Les marchés publics et le droit de l’environnement révisés
Pour relancer une économie en berne, les règles de la commande publique ont une fois de plus étés assouplies. Un régime de «circonstances exceptionnelles» qui peut être activé par simple décret a été créé. La passation dérogatoire de certains marchés a été simplifiée : «l’intérêt général», notion floue qui devra être précisée par décret, ne devient pourtant rien de moins qu’un motif de recours à un marché passé sans publicité ni mise en concurrence préalable. De plus, jusqu’à fin 2022, le seuil de dispense de publicité et de mise en concurrence pour la conclusion des marchés publics de travaux devrait être relevé à 100 000 euros. Enfin, plusieurs modifications ont été apportées au droit de l’environnement.
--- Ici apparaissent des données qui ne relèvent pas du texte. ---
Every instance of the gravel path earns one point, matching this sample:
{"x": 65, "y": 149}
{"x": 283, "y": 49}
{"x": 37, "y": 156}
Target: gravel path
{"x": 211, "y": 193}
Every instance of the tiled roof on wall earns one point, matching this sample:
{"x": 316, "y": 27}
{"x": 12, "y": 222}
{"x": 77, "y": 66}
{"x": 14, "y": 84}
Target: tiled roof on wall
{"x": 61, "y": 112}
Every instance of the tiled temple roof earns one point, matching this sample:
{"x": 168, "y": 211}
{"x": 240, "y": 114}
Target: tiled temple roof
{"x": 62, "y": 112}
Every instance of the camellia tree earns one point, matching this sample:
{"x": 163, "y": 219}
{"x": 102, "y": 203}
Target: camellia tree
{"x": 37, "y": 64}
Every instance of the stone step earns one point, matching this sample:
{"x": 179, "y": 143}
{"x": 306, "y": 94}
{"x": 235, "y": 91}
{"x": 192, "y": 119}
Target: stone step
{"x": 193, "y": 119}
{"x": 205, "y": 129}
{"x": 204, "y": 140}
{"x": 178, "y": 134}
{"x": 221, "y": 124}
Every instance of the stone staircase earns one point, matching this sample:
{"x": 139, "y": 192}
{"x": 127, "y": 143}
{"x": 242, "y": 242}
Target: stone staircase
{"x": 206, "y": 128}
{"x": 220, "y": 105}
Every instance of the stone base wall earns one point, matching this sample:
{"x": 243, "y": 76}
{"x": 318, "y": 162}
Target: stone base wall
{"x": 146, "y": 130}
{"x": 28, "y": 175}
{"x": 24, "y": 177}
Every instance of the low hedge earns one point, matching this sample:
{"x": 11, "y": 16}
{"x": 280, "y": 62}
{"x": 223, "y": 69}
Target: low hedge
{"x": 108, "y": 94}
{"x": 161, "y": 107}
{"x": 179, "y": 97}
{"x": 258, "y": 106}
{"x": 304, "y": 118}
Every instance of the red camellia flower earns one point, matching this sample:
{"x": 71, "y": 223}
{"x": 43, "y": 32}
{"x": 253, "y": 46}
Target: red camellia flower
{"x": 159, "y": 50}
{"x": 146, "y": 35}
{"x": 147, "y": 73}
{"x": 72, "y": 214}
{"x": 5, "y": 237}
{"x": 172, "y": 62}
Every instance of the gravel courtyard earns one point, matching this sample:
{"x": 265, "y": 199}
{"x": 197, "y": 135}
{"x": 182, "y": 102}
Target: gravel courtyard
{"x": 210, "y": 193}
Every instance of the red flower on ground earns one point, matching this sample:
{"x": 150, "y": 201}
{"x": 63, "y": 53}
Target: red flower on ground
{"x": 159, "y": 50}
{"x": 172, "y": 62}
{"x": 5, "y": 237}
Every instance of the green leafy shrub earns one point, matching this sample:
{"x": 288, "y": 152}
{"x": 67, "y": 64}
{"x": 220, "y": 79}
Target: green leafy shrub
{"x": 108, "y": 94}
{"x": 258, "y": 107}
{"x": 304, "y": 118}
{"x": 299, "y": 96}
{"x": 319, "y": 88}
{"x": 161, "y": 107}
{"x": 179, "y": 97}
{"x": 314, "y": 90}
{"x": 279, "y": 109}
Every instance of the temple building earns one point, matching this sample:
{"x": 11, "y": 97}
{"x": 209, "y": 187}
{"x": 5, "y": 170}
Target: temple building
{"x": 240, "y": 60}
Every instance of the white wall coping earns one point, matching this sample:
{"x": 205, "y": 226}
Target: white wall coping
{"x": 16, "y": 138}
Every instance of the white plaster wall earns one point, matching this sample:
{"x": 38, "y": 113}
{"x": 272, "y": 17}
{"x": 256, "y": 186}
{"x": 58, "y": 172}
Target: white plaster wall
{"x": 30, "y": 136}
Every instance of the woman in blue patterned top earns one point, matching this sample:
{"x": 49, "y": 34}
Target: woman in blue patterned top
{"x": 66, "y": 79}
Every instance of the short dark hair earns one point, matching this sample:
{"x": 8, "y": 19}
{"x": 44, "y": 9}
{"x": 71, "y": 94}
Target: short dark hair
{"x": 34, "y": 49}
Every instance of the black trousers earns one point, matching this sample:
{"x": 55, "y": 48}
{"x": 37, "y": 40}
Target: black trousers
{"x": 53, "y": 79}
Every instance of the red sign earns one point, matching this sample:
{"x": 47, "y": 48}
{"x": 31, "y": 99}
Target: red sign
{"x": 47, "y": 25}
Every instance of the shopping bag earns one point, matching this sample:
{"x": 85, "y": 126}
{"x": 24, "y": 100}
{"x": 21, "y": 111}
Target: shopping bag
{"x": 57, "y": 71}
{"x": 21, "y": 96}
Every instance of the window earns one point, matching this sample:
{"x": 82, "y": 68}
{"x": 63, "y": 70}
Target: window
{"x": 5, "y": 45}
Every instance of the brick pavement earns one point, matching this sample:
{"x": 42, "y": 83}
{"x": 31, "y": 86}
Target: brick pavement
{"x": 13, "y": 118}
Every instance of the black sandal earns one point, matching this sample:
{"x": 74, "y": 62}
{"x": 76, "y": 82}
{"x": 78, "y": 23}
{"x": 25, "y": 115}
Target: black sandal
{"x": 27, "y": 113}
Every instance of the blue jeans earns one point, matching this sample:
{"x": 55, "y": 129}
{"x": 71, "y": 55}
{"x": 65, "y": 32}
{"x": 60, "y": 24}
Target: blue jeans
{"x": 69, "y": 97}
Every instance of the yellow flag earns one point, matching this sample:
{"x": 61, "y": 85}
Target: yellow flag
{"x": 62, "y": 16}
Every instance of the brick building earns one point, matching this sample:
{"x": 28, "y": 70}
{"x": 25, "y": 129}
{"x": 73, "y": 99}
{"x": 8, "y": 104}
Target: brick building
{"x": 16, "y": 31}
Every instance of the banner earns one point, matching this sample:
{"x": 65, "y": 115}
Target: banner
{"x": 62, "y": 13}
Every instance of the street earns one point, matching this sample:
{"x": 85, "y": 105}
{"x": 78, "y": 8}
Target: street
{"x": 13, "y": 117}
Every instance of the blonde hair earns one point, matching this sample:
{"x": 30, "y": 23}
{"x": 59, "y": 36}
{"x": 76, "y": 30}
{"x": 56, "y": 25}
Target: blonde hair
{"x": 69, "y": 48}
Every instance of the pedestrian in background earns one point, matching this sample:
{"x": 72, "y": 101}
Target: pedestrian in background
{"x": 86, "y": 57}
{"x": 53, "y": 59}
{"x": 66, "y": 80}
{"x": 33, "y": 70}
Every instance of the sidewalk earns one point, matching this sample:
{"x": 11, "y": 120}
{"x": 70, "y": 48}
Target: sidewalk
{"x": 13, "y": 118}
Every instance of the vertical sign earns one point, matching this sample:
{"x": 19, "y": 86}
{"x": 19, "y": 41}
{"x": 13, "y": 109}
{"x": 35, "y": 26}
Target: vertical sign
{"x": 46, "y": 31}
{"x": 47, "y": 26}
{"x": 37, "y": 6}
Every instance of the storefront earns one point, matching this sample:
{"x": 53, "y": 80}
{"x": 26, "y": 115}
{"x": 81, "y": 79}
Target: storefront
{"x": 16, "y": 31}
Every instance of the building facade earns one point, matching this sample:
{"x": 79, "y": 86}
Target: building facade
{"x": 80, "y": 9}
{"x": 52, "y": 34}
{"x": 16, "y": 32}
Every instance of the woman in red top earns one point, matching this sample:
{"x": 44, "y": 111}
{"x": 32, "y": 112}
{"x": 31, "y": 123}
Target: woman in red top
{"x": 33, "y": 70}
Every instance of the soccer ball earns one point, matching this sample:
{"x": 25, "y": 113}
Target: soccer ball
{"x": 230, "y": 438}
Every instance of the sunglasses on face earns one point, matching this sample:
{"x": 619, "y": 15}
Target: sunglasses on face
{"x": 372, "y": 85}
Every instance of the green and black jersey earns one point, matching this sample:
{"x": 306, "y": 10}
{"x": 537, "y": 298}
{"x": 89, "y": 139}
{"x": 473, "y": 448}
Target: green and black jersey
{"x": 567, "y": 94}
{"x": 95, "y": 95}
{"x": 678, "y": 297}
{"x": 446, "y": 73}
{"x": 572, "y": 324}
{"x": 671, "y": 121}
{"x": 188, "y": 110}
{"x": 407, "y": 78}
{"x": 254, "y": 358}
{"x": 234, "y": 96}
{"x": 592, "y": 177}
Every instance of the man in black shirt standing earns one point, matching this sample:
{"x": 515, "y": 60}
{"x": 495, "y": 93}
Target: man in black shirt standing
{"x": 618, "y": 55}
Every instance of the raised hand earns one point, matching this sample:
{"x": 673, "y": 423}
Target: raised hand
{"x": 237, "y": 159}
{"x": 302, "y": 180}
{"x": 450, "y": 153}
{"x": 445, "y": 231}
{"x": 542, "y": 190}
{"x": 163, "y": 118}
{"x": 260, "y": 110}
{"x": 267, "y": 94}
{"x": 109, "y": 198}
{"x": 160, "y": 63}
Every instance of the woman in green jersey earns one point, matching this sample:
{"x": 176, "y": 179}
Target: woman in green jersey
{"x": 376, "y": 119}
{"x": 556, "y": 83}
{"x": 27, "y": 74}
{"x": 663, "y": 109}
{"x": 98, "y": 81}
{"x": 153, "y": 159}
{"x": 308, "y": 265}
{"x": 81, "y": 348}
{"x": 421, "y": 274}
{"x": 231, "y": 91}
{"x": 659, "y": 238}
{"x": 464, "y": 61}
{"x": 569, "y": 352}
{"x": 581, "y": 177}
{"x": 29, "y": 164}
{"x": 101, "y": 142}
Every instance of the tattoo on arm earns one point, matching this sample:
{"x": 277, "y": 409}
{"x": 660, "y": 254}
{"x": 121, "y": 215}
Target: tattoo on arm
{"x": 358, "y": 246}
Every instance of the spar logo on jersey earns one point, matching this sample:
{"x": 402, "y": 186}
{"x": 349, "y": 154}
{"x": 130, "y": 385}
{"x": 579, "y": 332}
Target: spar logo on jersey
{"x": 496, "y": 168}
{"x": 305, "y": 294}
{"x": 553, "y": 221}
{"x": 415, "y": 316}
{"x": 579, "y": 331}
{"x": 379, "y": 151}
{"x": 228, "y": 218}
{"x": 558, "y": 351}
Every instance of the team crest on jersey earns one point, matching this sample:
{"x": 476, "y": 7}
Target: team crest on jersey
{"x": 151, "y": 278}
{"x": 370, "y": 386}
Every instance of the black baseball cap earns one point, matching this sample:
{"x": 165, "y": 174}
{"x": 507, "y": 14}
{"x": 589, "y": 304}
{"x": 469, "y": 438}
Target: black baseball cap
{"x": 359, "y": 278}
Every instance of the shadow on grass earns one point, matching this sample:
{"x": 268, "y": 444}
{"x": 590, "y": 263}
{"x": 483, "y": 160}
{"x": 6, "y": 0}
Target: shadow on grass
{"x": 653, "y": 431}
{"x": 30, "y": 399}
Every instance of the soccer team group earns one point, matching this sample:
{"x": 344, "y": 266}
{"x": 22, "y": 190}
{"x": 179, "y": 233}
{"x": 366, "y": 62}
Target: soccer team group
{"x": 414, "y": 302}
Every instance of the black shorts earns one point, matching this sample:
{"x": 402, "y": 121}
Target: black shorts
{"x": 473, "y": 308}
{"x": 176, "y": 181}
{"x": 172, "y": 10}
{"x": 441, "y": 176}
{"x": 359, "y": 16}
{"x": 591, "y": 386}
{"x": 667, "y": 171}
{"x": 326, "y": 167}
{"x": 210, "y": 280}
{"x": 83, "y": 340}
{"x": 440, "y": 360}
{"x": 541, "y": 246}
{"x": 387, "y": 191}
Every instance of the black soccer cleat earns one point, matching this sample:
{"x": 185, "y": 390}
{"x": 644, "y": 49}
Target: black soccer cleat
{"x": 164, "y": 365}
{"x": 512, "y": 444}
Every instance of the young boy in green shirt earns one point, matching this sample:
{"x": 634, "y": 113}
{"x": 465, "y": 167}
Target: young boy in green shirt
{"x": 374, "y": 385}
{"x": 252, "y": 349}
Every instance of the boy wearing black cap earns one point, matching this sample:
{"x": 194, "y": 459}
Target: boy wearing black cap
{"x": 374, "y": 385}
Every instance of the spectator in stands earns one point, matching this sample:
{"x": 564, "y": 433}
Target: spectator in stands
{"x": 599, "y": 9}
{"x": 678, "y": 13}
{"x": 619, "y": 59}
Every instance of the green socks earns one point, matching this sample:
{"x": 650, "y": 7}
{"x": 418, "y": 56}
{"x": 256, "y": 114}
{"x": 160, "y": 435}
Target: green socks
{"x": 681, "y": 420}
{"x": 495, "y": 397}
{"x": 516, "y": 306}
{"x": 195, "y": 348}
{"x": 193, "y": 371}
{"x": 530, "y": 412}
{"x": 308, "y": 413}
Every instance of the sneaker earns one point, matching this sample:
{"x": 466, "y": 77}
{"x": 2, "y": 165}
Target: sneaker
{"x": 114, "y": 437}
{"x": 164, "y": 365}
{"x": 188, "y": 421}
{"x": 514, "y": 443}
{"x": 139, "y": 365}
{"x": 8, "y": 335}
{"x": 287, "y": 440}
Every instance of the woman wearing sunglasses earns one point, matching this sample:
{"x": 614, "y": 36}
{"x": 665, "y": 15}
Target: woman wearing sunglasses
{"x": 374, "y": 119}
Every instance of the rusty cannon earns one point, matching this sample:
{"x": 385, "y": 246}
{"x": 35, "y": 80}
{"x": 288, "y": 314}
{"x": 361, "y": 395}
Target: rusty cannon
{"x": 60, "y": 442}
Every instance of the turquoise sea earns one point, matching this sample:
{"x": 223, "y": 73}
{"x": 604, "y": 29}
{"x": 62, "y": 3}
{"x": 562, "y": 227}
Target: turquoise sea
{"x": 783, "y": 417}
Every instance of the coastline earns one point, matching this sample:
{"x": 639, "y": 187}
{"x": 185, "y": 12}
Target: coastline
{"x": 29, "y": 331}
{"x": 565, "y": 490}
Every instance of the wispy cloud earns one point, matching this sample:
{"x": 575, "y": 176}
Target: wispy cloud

Adopté dans des circonstances rocambolesques, un amendement du gouvernement voté en dernière minute, prévoit que, pour certains projets soumis à procédure d’autorisation, mais non soumis à évaluation environnementale, le préfet va pouvoir choisir entre une consultation du public en ligne ou une enquête publique. De plus, les préfets pourront dorénavant fixer un délai contraignant aux opérations de réhabilitation et de remise en état des friches industrielles, ayant accueilli des installations classées pour la protection de l’environnement (ICPE). Si les administrations apprécient sans doute toutes ces mesures de «simplification», le texte soulève toutefois une fronde chez les associations de défense de l’environnement et de lutte contre la corruption qui y voient plutôt le signe d’une «dérégulation».